The little moments where someone steps up for a teammate or makes a customer’s life easier often go unnoticed. And when that happens, culture suffers.
Launching the Apollo Stars Program
That’s why we launched our peer recognition program, Apollo Stars. At first it was on paper. Today it’s digital. But the foundation hasn’t changed.
Here’s how it works:
Anyone in the company can nominate a teammate for an Apollo Star.
Each nomination ties back to one of our five core values—customers come first, accuracy, precision, doing the right thing, and so on.
Every Monday morning on our 15-minute all-hands call, HR reads two nominations out loud.
At the end of the year, we celebrate at our holiday party with individual and group awards tied to each value.
We even “prime the pump” sometimes by recognizing the people who submit the most nominations. Because like any culture initiative, it needs nudges to stay alive.
Why It Works
Ten years later, Apollo Stars is still going strong. The reason is simple: it’s not just about recognition—it’s about connection.

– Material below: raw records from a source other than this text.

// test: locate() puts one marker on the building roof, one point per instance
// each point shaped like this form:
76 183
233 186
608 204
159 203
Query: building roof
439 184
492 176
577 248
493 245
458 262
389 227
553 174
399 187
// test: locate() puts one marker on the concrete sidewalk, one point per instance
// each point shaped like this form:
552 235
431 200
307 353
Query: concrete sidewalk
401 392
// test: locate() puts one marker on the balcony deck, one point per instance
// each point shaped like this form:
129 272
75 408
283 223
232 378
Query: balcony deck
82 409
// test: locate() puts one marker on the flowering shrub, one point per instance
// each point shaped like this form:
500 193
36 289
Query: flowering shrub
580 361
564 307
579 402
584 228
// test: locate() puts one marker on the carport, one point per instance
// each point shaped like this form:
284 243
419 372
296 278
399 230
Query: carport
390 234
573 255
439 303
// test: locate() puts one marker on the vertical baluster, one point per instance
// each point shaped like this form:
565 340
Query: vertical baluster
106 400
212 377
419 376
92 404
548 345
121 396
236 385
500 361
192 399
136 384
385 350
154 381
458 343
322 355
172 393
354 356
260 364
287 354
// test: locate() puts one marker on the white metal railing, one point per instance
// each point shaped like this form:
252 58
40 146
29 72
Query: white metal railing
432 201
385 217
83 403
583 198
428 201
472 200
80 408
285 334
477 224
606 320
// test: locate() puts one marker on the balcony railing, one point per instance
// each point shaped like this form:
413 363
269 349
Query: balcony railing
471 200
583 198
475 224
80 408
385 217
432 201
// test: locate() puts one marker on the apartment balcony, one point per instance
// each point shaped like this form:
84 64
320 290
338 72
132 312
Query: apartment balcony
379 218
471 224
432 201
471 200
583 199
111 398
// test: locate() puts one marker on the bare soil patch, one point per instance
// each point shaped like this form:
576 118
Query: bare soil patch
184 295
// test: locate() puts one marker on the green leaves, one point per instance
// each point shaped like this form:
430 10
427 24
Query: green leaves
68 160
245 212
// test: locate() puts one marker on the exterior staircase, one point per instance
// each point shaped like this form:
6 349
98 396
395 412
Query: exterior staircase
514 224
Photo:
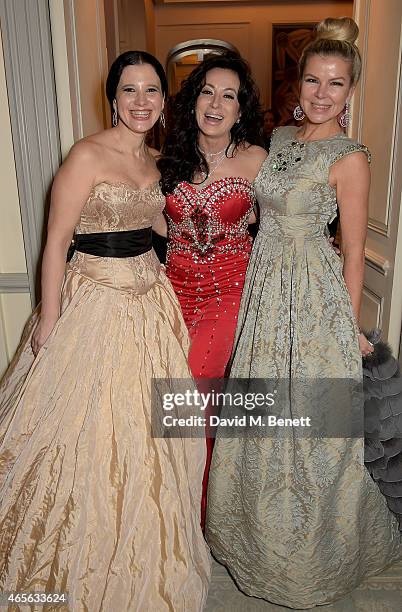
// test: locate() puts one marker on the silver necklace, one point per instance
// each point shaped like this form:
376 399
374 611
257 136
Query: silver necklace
212 154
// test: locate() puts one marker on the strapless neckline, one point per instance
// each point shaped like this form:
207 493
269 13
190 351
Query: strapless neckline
230 179
127 185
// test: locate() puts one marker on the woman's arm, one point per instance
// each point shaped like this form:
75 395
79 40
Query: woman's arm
351 176
70 191
159 225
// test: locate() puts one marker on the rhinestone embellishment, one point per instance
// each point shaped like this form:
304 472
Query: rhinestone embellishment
202 233
290 155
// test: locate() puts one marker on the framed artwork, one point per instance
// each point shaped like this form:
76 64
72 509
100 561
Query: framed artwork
288 41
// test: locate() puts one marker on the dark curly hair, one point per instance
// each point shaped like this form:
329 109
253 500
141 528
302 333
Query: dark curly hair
181 158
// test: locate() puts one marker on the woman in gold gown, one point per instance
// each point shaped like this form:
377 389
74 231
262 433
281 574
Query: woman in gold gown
91 504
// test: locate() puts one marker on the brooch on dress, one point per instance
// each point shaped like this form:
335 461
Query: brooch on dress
289 156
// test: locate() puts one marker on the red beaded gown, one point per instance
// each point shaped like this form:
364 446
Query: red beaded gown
208 251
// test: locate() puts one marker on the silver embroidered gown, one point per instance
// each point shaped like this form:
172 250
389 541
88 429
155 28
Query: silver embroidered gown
298 522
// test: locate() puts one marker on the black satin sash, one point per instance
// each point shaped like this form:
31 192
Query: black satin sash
114 244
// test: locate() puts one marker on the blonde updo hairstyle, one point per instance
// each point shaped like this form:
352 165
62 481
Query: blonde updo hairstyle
335 36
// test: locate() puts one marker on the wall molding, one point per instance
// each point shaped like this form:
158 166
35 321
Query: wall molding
14 283
377 262
28 60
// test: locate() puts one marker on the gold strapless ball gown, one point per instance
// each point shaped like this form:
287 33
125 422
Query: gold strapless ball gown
90 503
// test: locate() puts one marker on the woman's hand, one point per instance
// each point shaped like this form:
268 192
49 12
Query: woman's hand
366 348
42 331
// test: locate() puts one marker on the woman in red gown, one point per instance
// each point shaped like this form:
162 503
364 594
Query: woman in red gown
210 159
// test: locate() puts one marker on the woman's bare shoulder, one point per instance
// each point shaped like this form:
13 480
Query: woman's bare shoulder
253 152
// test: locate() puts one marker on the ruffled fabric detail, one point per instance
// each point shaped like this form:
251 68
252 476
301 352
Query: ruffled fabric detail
382 384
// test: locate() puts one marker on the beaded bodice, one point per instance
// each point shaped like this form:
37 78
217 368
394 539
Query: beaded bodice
114 207
295 197
211 220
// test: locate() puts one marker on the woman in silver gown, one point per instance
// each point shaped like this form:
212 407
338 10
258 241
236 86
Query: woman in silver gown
297 521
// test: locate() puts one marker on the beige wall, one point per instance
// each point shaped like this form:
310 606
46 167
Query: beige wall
14 308
378 123
248 27
85 33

By encouraging cross-department nominations, people break out of silos. A claims rep might sit with customer service for half a day, hear real calls, and suddenly understand a whole new side of the business. IT isn’t just “IT”—it’s Marcus, who helped you troubleshoot last week.
And when people know each other, they solve problems directly. Instead of escalating up and down management chains, they pick up the phone and call Marcus. Culture improves, collaboration improves, and work gets done faster.
Recognition Is Just the Start
The visible piece of this program is the recognition. But the real outcome is bigger—it’s a company where people feel seen, valued, and connected.
That’s the kind of culture that survives the hard seasons and thrives in the good ones.